The question of whether your muscles look old is probably not something that you hear every day. Now you could ask a similar question about your face, skin, clothes or even your car … but your muscles? When we talk about our muscles, we typically focus on size, shape, or strength. But, have you ever stopped to wonder what goes deep inside?

We all heard how important exercise is when we get older. As much exercise as possible, functional strength training to improve daily activities, as well as mobility and stability training to protect ourselves has become a hymn for over 40. But a recent Mayo Clinic study in Rochester, Minn. Has recently figured out how to put these ingredients together, which can have a profound effect on the body.

The study divides sedentary men and women into four groups: intensive strength training, interval training (cycling), moderate cardio and light weight (not in the same workout, on different days), and non-exercise to control the effects of different types of training regimes to examine the body. The results were compared based on the modality and age of the exercisers (half were under 30 and the other half older than 64).

As you can imagine, the muscle gains in the heaviest group were the most significant weight-lifting, and the endurance gains were best in the group that did interval training. But what surprised the scientists was what they found when they biopsied the muscle cells. The younger interval training group had affected 274 genes (1

70 moderate cardio and weight genes and only 74 for the strength training group). But … the older interval training group had nearly 400 affected genes and only 33 for the strength group and 19 genes for moderate cardio training and weights.

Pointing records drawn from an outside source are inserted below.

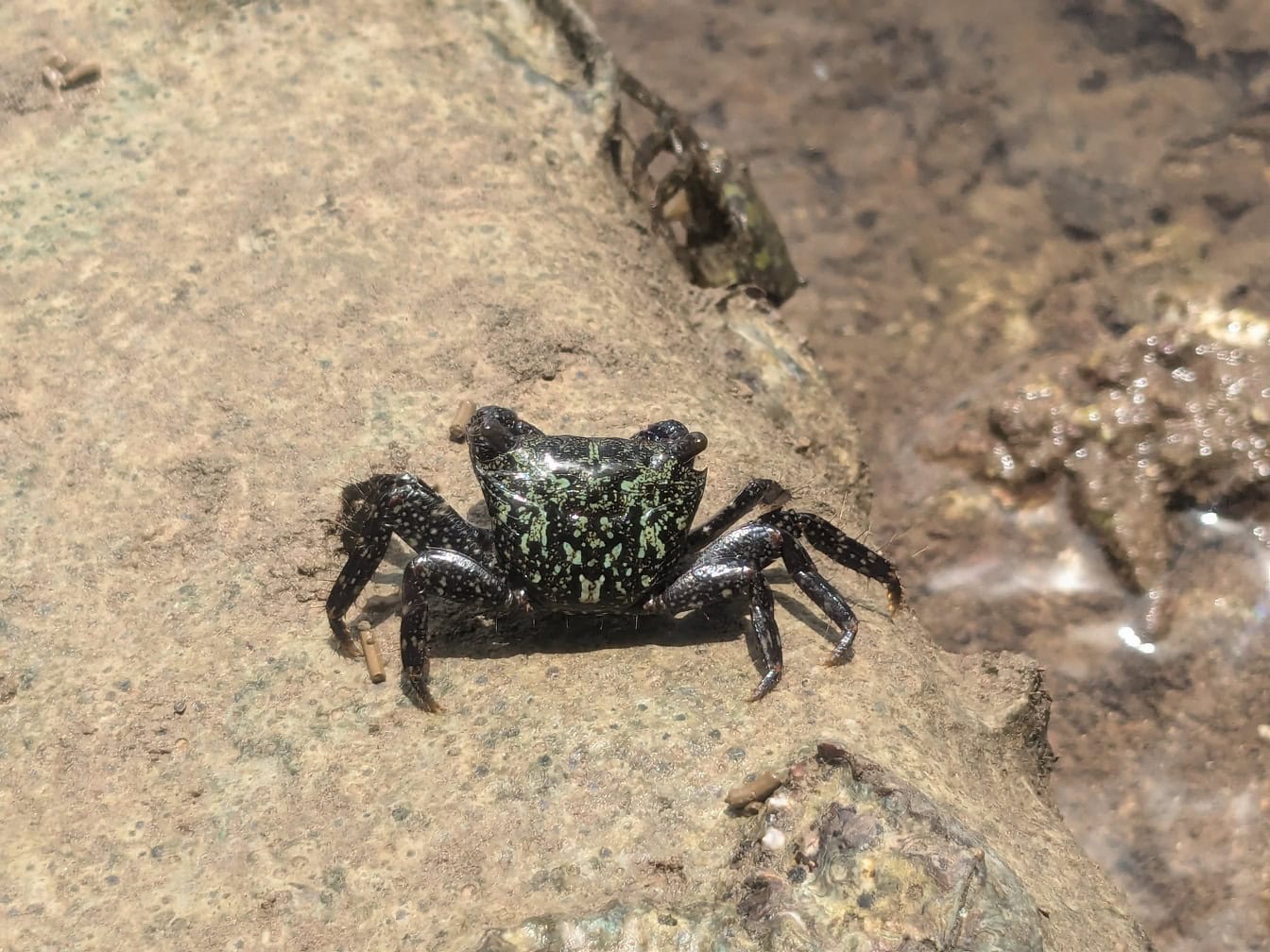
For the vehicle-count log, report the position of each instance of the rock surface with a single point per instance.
(266, 251)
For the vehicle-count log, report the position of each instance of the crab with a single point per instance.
(592, 524)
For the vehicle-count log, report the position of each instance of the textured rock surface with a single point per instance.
(270, 250)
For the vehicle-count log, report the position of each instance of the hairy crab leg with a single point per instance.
(456, 578)
(838, 546)
(376, 508)
(756, 493)
(712, 580)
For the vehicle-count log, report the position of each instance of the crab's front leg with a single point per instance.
(756, 493)
(456, 578)
(376, 508)
(730, 568)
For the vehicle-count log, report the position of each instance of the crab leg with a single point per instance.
(846, 551)
(734, 564)
(375, 509)
(755, 494)
(455, 578)
(730, 568)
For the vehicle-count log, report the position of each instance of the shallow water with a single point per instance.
(973, 189)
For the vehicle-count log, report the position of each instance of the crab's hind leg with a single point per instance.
(456, 578)
(376, 508)
(846, 551)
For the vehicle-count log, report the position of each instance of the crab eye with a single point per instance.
(689, 446)
(490, 434)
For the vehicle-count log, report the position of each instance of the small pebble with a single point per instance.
(774, 840)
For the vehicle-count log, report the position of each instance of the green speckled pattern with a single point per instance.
(590, 522)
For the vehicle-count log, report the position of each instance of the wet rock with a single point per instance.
(852, 858)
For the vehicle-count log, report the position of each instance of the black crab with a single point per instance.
(596, 524)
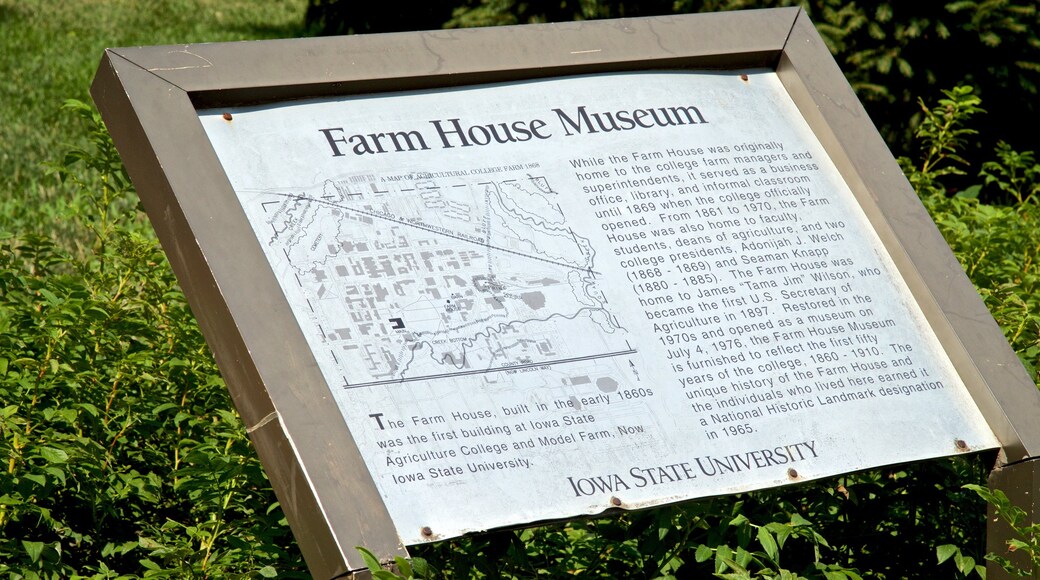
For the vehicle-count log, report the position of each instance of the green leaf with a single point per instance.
(769, 544)
(945, 552)
(404, 567)
(33, 549)
(53, 454)
(703, 553)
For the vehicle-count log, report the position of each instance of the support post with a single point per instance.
(1021, 483)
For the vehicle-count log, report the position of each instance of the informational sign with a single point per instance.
(549, 298)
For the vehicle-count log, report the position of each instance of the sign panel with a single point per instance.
(552, 297)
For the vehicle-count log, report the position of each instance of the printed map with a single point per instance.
(416, 277)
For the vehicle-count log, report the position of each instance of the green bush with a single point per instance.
(122, 455)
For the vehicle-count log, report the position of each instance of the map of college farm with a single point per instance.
(415, 277)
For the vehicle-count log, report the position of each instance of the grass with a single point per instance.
(49, 51)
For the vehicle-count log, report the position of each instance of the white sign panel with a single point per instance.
(549, 298)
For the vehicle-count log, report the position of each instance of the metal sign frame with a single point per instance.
(149, 98)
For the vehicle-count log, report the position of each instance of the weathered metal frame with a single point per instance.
(149, 97)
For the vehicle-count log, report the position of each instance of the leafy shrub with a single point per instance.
(121, 455)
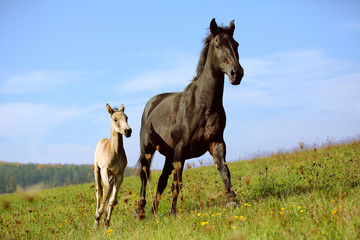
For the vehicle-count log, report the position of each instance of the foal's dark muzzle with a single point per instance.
(236, 75)
(128, 132)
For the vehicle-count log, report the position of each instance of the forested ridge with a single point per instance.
(13, 175)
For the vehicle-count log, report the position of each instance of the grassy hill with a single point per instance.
(16, 175)
(310, 193)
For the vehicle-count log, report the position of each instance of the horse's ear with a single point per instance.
(109, 109)
(213, 28)
(231, 28)
(122, 108)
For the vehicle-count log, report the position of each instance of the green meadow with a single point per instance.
(312, 192)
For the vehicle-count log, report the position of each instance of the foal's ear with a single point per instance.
(213, 28)
(231, 28)
(109, 109)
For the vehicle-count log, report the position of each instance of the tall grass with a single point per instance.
(310, 193)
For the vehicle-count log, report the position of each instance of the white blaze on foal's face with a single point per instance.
(119, 121)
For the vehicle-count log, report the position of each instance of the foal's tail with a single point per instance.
(97, 176)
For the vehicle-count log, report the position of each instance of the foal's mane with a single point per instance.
(204, 52)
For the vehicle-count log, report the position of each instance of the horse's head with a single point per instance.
(225, 50)
(119, 120)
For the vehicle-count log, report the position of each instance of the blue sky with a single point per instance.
(62, 61)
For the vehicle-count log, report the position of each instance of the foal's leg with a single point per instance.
(145, 160)
(218, 151)
(168, 167)
(99, 193)
(113, 200)
(107, 190)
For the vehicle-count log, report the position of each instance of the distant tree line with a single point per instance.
(25, 175)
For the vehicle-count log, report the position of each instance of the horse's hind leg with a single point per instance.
(177, 184)
(168, 167)
(99, 193)
(145, 160)
(218, 151)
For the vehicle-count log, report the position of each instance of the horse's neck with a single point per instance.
(210, 86)
(116, 142)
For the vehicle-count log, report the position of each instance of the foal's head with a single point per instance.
(225, 50)
(119, 120)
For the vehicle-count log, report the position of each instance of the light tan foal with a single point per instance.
(109, 164)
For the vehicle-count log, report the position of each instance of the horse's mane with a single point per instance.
(204, 52)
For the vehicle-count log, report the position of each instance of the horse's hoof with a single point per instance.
(172, 212)
(232, 205)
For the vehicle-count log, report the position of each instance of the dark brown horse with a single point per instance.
(186, 124)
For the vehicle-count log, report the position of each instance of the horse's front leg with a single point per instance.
(113, 200)
(168, 167)
(99, 194)
(144, 174)
(218, 151)
(177, 181)
(106, 193)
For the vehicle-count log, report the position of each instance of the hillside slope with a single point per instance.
(309, 193)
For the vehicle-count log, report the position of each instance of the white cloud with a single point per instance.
(40, 81)
(176, 71)
(283, 99)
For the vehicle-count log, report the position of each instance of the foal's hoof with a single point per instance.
(107, 223)
(231, 205)
(96, 225)
(139, 214)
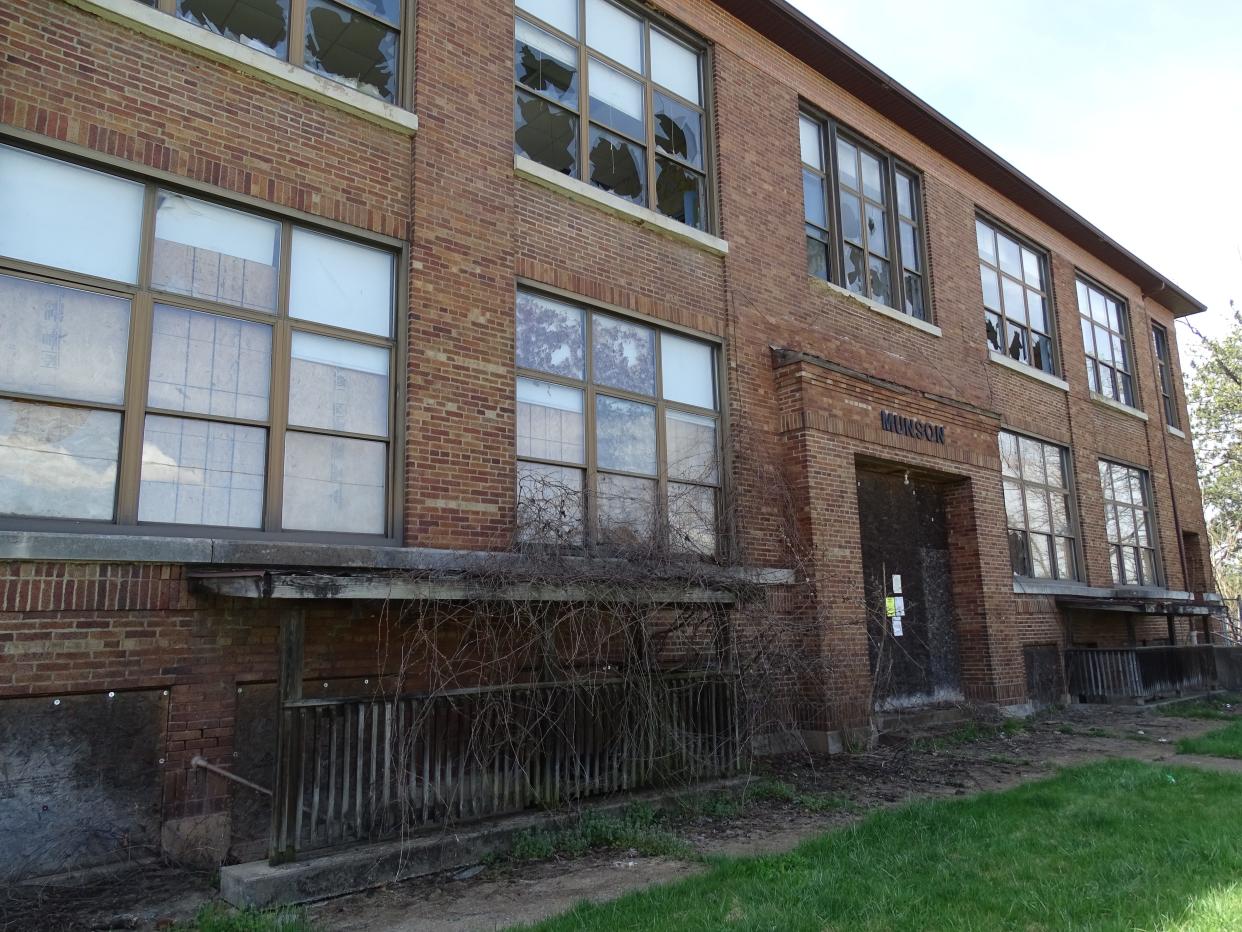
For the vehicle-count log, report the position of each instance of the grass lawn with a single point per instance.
(1221, 742)
(1118, 845)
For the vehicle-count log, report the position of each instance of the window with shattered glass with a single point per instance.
(240, 380)
(605, 93)
(619, 430)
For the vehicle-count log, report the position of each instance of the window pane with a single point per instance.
(809, 139)
(334, 484)
(215, 252)
(545, 63)
(624, 354)
(619, 167)
(338, 385)
(550, 421)
(562, 14)
(616, 100)
(258, 24)
(549, 336)
(692, 447)
(675, 66)
(545, 133)
(62, 342)
(688, 370)
(57, 462)
(67, 216)
(549, 503)
(338, 282)
(201, 472)
(209, 364)
(350, 49)
(678, 129)
(625, 435)
(692, 518)
(679, 193)
(615, 32)
(626, 510)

But what does that have to do with your muscles looking old, you say? Glad you were asked … the affected cells are believed to affect the ability of the mitochondria to produce energy for the muscle cells. In other words, the decline that typically occurs in the cellular health of aging-related muscles has been "corrected" by exercise! And the more intense the exercise, the better.

Conclusion: move early and often. But even if you retire and have never exercised, it's never too late to start getting the benefits. The amount of time you train may vary, but push yourself as you can, as intensity seems to be the most important part! After all, you can not "see" the results from the outside, but do not stop. What happens deep inside is really magical.